Мой старпом отметил день рождения. А поскольку он заведовал кухней, то мы устроили два праздника – в полдень и вечером. Кок умудрился даже сварганить торт. Чтобы иметь возможность в мире и покое порадоваться радостям жизни, я погрузился. И я опять порадовался тому, что служу на подводной лодке.
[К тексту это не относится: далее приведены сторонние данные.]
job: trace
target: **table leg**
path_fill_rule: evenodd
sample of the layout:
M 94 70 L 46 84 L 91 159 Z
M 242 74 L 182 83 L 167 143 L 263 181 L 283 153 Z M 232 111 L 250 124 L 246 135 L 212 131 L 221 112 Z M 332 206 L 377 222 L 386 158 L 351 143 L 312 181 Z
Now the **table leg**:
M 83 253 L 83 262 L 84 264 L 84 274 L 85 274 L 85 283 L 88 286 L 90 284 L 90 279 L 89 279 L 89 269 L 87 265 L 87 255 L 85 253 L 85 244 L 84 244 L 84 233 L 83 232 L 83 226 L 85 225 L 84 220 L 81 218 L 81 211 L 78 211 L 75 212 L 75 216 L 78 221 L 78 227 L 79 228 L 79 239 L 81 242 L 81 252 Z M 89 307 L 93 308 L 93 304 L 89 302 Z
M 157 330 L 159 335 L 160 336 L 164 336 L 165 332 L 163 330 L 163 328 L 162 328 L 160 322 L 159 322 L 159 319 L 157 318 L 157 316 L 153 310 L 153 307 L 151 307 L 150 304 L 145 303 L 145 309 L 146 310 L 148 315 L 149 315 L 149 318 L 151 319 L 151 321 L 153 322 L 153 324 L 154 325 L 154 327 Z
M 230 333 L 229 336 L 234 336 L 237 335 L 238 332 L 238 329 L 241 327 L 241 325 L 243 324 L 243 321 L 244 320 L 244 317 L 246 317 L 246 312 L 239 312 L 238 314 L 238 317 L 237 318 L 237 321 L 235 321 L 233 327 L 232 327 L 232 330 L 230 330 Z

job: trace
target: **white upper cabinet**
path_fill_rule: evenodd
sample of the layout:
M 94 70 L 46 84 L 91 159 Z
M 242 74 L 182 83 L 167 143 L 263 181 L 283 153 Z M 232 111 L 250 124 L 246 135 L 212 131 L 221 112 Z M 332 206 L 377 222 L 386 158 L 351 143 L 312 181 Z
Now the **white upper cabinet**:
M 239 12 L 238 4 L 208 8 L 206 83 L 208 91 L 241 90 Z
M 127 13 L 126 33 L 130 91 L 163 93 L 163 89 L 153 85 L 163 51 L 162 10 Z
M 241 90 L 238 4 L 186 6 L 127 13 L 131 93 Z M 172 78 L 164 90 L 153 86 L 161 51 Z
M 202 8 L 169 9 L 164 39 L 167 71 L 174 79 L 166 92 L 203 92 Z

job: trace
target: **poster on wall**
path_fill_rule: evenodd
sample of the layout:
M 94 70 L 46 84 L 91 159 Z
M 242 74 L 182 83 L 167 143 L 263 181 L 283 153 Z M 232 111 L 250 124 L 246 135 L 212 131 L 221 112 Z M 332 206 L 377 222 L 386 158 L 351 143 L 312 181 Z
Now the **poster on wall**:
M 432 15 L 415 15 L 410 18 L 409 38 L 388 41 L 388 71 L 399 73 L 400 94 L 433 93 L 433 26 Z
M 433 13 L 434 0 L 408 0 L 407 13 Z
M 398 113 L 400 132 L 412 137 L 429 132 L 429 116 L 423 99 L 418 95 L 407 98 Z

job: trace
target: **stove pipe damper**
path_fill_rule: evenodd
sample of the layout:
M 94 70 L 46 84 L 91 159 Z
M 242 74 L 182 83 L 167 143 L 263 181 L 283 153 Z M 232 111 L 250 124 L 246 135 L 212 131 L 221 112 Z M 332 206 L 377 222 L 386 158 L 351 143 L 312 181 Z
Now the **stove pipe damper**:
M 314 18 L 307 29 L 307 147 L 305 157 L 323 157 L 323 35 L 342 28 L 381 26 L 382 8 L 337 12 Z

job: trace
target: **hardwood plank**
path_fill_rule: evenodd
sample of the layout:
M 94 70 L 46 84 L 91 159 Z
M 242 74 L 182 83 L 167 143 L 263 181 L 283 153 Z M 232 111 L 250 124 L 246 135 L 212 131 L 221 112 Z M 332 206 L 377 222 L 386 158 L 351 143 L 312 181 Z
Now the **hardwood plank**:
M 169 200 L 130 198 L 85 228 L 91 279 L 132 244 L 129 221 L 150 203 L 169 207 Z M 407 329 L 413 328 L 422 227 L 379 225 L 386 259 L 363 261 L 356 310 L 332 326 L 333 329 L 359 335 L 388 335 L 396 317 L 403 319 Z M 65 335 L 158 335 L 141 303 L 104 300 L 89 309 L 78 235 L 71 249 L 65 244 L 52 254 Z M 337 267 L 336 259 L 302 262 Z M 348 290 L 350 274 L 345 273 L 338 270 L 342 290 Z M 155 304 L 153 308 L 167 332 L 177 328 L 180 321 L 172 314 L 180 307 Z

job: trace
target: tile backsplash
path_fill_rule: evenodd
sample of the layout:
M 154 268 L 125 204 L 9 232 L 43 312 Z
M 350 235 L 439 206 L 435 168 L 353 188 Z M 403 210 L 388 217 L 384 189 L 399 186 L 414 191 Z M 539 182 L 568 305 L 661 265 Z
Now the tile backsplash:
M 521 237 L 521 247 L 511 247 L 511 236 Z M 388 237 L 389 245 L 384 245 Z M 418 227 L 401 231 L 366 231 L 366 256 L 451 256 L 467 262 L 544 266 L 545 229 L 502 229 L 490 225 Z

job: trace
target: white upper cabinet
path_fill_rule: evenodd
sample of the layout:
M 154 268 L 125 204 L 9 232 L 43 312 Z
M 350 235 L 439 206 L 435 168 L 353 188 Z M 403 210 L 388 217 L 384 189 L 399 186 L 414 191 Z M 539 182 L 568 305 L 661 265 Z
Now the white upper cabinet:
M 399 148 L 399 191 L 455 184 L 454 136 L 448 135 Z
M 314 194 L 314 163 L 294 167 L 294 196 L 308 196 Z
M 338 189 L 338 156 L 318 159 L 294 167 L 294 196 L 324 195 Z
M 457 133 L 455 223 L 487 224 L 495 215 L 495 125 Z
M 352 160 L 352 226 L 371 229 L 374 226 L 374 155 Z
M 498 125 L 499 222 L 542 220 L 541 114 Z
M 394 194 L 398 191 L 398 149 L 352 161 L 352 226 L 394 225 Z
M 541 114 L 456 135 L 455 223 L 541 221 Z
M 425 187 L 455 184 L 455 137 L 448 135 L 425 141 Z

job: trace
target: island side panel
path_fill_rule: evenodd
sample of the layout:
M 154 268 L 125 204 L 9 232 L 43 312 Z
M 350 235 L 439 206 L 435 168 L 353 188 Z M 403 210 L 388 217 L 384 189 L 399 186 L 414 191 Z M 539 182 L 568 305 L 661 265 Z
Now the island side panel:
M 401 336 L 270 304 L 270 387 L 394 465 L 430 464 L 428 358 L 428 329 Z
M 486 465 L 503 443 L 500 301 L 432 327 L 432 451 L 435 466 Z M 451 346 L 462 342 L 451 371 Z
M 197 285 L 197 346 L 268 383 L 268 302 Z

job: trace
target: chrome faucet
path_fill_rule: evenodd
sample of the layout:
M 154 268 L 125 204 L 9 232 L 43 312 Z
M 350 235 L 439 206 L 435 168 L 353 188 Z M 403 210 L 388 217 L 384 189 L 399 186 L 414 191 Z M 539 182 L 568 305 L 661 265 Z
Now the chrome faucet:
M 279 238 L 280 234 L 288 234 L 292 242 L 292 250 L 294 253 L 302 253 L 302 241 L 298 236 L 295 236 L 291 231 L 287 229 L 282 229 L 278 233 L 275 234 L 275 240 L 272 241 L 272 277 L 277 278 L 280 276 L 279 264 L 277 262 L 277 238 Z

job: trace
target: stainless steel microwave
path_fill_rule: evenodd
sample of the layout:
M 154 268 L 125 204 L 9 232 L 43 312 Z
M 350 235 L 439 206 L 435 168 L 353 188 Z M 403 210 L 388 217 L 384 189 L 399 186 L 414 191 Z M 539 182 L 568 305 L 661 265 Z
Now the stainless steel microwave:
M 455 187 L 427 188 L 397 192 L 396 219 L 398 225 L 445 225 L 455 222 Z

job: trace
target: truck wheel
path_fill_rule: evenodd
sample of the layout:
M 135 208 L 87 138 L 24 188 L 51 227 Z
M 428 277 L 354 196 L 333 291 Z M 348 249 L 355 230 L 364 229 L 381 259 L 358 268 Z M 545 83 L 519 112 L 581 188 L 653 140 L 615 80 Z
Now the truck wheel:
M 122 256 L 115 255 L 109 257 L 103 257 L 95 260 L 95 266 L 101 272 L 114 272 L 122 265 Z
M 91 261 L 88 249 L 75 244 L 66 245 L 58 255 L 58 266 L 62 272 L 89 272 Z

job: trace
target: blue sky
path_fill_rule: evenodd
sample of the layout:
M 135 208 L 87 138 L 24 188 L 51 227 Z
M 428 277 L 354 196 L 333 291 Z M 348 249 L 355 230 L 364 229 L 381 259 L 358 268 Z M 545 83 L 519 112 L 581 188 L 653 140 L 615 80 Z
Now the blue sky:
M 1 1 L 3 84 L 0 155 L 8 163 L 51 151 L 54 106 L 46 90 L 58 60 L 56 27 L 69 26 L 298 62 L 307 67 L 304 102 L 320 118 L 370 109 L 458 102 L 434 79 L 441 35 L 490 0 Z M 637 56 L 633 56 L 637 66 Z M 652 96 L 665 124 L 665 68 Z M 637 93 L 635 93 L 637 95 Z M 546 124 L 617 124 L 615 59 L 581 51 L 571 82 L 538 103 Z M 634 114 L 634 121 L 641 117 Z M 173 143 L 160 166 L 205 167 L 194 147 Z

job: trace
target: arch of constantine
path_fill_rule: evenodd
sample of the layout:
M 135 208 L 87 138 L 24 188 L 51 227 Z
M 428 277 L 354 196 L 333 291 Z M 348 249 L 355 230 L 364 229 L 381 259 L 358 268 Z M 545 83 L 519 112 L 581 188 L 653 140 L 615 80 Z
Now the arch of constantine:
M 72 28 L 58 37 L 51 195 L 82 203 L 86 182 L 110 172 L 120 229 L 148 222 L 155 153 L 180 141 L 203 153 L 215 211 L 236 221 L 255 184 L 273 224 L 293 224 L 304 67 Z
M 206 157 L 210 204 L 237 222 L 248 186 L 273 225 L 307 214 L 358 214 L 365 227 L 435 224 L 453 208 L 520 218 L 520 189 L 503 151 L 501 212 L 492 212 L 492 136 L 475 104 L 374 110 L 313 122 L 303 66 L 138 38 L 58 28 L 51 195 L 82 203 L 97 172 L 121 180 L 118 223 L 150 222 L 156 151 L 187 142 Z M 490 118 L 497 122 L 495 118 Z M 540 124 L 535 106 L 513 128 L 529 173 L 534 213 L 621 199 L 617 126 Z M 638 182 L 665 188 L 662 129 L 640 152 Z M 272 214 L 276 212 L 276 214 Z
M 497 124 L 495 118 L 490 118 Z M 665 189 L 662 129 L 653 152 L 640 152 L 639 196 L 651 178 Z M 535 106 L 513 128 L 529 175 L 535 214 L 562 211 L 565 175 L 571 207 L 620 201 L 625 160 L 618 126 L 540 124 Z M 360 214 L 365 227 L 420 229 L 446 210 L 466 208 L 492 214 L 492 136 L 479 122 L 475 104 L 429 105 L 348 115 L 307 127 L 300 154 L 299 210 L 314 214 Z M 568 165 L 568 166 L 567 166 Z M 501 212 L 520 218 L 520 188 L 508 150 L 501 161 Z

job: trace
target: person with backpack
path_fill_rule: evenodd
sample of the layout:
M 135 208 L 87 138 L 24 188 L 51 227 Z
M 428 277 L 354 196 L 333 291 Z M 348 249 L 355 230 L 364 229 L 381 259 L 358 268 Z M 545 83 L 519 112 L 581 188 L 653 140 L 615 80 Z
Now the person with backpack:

Неожиданно вскоре, во второй половине дня 17 марта, мы увидели свой первый пароход. Мы находились в акватории, где проходили британские суда, которые шли из Южной Америки в пункт формирования конвоев у берегов канадской провинции Новая Шотландия. Но я не рассчитывал увидеть какое-то из этих судов здесь. Когда я увидел это первое судно, я находился в безнадёжной для атаки позиции, далеко у него за кормой. Я собрался следовать своим курсом на запад, как судно стало совершать зигзаг и повернуло в мою сторону. С учётом его нового курса мне нужно было только погрузиться и пойти навстречу ему. Я находился на приличной дистанции от него, и при волне оно не должно было заметить моего перископа. Потом я понял, что это танкер примерно в 10 000 тонн и, конечно, вооружённый. Я подумал, что на него нужно две торпеды, и стал ждать, когда оно подойдёт на дистанцию выстрела.

Торпеды вышли из торпедного аппарата.

– Время! – доложил штурман.

И почти тут же раздались два сильных взрыва. Обе торпеды попали в цель. Пламя и столбы дыма поднялись в воздух на сотни метров. Поскольку не было прямой угрозы нападения с воздуха, мы всплыли на поверхность. По одному команде разрешалось подняться на верхнюю палубу подышать воздухом.

Танкер оставался на ходу. Руль, очевидно, заклинило влево, и танкер совершал медленную циркуляцию. Он был похож на смертельно раненое огромное чудовище.

Горючее, – вероятно, нефть, – вылилось в воду, и танкер двигался в море огня.

Никто из команды не остался в живых. Их смерть, слава Богу, была милосердно скорой.

вернуться

25

Недостаточное питании было, очевидно, вызвано не недостатком в провианте после двух недель пребывания лодки в море, а отсутствием аппетита из-за отсутствия свежего воздуха и недостаточного движения.